С Франкенбергом, которого встретил в Мюнхене, говорю о Рёме[25]. Рём, как и следовало ожидать от старого солдата, принял смерть мужественно и стойко, отругав как следует отвратительный тюремный кофе, — но по версии, распространенной Геббельсом и его пособниками, он спрятался от палачей под кроватью, — это одно из самых гнусных оскорблений, состряпанных на фабрике лжи Министерства пропаганды, трусливое осквернение мертвого, как правило, рано или поздно отомстит клеветнику. Кстати, о молодом Шпрети[26] я слышал, что он в момент смерти превозносил Гитлера. А музыкальному критику Шмиду пришлось умереть, так сказать, по ошибке, из-за трагического недоразумения с однофамильцем — похоже, что взяли телефонный справочник, в котором список с этой фамилией довольно внушительный, и в соответствии с лозунгом «лучше перестраховаться, чем пожалеть» в загробный мир отправили целую группу разных Шмидов, пока не добрались до нужного. Стоит еще упомянуть семидесятидвухлетнего господина фон Кара[27], которого головорезы СС не застрелили, а забили до смерти каблуками во дворе отеля «Мариенбад».

Это одно из самых темных и необъяснимых скандальных дел последних лет, которое однажды приведет к ужасным разоблачениям. Если не ошибаюсь, то здесь пересеклись совершенно разные намерения путчистов. Старый Гугенберг[28] за несколько дней до этого говорил в казино киносту-дии УФА об «ожидаемых событиях», которые «скоро позволят УФА выпускать свободную, не обремененную цензурой продукцию», а Папен в Марбургской речи, подготовленной для него помощником Юнгом[29], создавал впечатление, будто он, как ловкий Одиссей, готов, раскаявшись, вернуться в лагерь консервативного центра. Юнг, которого я всегда считал евреем и который скорее из честолюбия стал одержимым политическим махинатором, заплатил за эту речь жизнью, а его Господин и Владыка Папен, заслуживающий повешения уже только за свою невероятную глупость, укрылся под сильным крылом старого Гинденбурга. Я же надеюсь, что человек, который занят сейчас подрывом Австрии и который находит себе применение везде, где политика растворяется в мелких интригах (Бисмарк называл это «ежедневной грязной работой»)… я надеюсь, что он не избежит своей участи.
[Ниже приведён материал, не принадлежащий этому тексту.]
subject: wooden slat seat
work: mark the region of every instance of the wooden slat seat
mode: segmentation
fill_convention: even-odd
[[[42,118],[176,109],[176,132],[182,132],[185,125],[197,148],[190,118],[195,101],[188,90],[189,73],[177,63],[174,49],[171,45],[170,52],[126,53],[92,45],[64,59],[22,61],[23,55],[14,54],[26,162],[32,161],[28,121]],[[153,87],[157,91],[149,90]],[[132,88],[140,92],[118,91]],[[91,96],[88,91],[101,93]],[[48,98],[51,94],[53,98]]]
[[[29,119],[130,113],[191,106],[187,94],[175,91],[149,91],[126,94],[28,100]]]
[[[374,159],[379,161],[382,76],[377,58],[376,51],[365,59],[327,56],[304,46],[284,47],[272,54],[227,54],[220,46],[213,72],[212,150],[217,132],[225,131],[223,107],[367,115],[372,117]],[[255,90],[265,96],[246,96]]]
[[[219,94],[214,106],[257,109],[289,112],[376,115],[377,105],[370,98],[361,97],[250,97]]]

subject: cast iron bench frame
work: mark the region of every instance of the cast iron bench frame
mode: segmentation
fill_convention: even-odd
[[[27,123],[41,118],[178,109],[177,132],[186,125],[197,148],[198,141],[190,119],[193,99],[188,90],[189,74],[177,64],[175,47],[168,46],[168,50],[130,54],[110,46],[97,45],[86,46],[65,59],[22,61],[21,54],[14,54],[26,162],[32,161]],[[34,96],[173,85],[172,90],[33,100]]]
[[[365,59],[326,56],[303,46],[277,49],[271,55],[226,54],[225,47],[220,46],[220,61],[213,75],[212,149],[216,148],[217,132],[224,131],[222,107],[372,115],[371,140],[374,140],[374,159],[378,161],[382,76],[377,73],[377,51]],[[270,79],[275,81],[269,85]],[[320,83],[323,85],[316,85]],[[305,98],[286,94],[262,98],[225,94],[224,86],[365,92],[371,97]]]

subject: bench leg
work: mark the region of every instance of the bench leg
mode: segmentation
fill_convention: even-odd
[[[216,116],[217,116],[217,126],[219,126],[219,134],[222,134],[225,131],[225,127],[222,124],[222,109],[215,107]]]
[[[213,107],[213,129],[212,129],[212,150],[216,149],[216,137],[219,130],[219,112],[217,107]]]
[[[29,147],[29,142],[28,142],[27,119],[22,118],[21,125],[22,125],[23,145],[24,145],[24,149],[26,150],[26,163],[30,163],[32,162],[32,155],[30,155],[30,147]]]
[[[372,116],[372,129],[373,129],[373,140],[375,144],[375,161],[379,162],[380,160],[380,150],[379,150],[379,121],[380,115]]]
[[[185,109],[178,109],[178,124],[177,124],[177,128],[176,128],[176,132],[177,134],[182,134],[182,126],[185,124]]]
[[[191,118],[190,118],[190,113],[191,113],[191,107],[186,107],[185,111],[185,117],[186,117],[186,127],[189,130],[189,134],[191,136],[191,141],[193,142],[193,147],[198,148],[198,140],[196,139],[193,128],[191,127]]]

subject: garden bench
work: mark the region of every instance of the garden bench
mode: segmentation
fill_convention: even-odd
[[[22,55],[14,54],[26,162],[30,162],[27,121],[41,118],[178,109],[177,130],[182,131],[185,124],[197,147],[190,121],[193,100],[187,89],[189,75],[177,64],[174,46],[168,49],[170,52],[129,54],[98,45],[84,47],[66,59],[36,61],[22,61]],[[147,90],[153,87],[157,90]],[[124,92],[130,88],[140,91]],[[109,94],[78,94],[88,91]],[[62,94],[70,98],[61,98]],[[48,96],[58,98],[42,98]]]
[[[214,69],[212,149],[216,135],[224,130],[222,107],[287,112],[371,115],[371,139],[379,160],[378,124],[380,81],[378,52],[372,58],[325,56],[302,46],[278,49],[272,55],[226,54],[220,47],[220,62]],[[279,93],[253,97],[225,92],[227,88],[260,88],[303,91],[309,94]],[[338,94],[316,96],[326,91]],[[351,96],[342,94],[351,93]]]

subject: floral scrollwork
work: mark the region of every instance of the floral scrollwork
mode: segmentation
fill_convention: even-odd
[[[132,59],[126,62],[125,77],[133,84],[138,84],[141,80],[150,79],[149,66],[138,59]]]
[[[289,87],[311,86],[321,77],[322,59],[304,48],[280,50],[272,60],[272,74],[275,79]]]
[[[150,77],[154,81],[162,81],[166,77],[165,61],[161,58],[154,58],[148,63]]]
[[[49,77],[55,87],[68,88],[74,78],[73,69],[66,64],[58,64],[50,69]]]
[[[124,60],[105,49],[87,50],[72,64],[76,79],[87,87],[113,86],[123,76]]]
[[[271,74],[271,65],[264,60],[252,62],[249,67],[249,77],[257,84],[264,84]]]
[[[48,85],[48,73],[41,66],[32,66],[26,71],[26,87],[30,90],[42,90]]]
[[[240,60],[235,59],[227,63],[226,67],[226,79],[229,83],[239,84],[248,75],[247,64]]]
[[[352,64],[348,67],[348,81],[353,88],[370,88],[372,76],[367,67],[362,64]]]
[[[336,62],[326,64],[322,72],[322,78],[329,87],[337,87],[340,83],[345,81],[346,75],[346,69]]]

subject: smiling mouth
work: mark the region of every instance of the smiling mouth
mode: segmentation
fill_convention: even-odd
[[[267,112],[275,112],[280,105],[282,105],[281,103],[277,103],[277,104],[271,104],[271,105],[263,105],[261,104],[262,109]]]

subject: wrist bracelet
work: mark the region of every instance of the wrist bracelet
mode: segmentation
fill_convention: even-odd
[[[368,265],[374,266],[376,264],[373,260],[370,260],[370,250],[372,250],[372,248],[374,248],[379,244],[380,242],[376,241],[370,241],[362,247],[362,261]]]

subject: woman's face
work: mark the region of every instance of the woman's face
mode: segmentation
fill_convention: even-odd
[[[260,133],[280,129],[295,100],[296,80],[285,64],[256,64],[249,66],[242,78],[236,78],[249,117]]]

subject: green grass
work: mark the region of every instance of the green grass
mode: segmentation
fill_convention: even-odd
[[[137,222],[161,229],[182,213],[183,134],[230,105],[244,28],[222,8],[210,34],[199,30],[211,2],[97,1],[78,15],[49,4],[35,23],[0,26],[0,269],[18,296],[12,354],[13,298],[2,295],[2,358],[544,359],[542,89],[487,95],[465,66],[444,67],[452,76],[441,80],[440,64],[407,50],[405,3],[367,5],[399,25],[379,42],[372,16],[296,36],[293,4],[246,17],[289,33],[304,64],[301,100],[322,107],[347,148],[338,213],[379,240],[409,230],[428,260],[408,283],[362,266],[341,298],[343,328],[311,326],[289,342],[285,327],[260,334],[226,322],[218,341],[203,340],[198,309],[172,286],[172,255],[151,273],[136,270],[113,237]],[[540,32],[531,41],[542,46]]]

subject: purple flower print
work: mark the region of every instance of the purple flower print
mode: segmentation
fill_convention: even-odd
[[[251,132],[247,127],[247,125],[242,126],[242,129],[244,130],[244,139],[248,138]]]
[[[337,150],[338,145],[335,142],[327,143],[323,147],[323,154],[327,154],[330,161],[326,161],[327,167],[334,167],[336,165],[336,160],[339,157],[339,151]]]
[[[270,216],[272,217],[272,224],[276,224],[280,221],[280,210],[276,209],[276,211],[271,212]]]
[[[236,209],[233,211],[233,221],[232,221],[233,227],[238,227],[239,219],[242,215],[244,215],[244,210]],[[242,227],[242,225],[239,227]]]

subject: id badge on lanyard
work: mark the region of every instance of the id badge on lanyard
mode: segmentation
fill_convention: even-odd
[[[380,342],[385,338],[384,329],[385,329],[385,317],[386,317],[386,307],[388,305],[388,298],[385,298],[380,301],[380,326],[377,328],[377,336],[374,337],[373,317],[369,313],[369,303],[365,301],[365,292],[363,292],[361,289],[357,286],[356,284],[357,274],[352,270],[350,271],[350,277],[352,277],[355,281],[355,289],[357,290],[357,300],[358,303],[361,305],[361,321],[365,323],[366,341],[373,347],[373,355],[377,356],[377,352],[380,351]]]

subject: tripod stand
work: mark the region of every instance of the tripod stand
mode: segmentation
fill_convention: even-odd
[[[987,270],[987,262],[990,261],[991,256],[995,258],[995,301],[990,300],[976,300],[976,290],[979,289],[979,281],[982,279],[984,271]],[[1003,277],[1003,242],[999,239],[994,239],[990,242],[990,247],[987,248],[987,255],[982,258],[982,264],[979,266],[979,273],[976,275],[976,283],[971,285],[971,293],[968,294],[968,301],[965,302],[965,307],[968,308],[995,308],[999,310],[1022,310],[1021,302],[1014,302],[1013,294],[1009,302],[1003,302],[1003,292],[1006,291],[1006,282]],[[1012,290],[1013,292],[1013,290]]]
Тот, кто за внешним обликом джентльмена скрывает самолюбие и уверенность ротвейлера и кто высокую политику представляет себе как цепь интриг и конокрадства, при всей своей хитрости глуп, как печная труба, — дурь и бесстыдство, которое, конечно, может быть в паре с хитростью, ни в коем случае не является оправданием, а скорее пороком. Но вернемся к делу Рёма: похоже, что великий Маниту во время наступления апачей на Висзее собственноручно казнил некоторых противников. С другой стороны, я слышал, что одна из жертв — вроде бы Хайнес[30] — ревел от ярости и оборонялся с пистолетом в руке, преследуя Гитлера, удирающего по лестнице господина и учителя, пока тот не улизнул, захлопнув за собой обитую железом дверь в подвал. Для молодого государства неплохое начало в гамлетовском стиле — вступление, обещающее все что угодно в будущем.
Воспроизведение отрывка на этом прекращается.